See :doc:`../../data/relate/relate` for details on the data structure.
See :doc:`../../formats/data/brickle` for more information on brickle files.

Relate output file: Batch of read names
""""""""""""""""""""""""""""""""""""""""""""""""""""""""""""""""""""""""""""""""

Within each batch, the relate step assigns an index (a nonnegative integer) to
each read and writes a file mapping the indexes to the read names.
Each batch of read names contains a ``QnamesBatchIO`` object and is saved to the
file ``qnames-batch-{num}.brickle``, where ``{num}`` is the batch number.
See :doc:`../../data/relate/qnames` for details on the data structure.
See :doc:`../../formats/data/brickle` for more information on brickle files.

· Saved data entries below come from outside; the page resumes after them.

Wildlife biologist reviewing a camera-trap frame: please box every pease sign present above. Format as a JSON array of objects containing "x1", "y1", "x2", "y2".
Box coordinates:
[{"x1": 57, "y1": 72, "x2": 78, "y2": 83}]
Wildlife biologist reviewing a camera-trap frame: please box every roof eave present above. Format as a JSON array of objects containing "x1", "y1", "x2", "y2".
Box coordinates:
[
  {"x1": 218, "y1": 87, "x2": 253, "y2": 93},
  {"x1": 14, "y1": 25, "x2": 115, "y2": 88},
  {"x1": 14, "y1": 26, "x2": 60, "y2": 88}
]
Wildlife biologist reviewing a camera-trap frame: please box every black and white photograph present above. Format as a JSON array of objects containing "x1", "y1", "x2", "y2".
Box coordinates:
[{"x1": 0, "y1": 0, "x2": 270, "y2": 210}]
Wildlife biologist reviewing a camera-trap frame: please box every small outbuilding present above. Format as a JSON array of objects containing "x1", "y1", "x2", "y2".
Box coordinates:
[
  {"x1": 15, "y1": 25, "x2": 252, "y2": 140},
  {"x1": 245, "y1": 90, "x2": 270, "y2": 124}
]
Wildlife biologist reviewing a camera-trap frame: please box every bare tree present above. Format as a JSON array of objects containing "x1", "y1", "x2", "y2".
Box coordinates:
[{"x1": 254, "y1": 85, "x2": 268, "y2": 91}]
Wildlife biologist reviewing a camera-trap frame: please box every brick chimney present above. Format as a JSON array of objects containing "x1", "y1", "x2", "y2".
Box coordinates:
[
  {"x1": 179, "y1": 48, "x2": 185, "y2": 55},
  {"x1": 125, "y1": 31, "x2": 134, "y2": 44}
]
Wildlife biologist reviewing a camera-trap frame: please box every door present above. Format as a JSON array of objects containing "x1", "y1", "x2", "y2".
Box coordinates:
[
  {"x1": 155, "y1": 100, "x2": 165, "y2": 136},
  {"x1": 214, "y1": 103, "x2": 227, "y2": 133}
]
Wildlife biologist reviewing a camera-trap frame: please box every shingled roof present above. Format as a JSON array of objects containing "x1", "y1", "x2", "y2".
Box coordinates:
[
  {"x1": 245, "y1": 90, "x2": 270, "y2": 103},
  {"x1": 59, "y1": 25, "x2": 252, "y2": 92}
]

Relate output file: Reference sequence
""""""""""""""""""""""""""""""""""""""""""""""""""""""""""""""""""""""""""""""""

The relate step writes the reference sequence as a ``RefseqIO`` object to the
file ``refseq.brickle``.
See :doc:`../../data/relate/refseq` for details on the data structure.
See :doc:`../../formats/data/brickle` for more information on brickle files.

Relate output file: Relate report
""""""""""""""""""""""""""""""""""""""""""""""""""""""""""""""""""""""""""""""""

SEISMIC-RNA also writes a report file, ``relate-report.json``, that records the
settings you used for running the Relate step and summarizes the results.
See :doc:`../../formats/report/relate` for more information.

Relate: Troubleshoot and optimize
^^^^^^^^^^^^^^^^^^^^^^^^^^^^^^^^^^^^^^^^^^^^^^^^^^^^^^^^^^^^^^^^^^^^^^^^^^^^^^^^

If you encounted errors during the Relate step, then the most likely cause is
that the FASTA file or settings you used for the Relate step differ from those
that you used during alignment.

Insufficient reads in {file} ...
""""""""""""""""""""""""""""""""""""""""""""""""""""""""""""""""""""""""""""""""

This error means that you provided a SAM/BAM/CRAM file containing fewer reads
than the minimum number set by ``--min-reads`` (``-N``).
There are two common causes of this error:

- You ran ``seismic align`` and ``seismic relate`` separately (instead of with
  ``seismic wf``), and you used a larger value for ``--min-reads`` during the
  Relate step than the Align step.
  To check if this happened, open your report files from Align and Relate and
  see if the field "Minimum number of reads in an alignment map" has a larger
  value in the Relate report.
- You ran alignment outside of SEISMIC-RNA or obtained alignment map files from
  an external source, and some of the alignment maps have insufficient reads.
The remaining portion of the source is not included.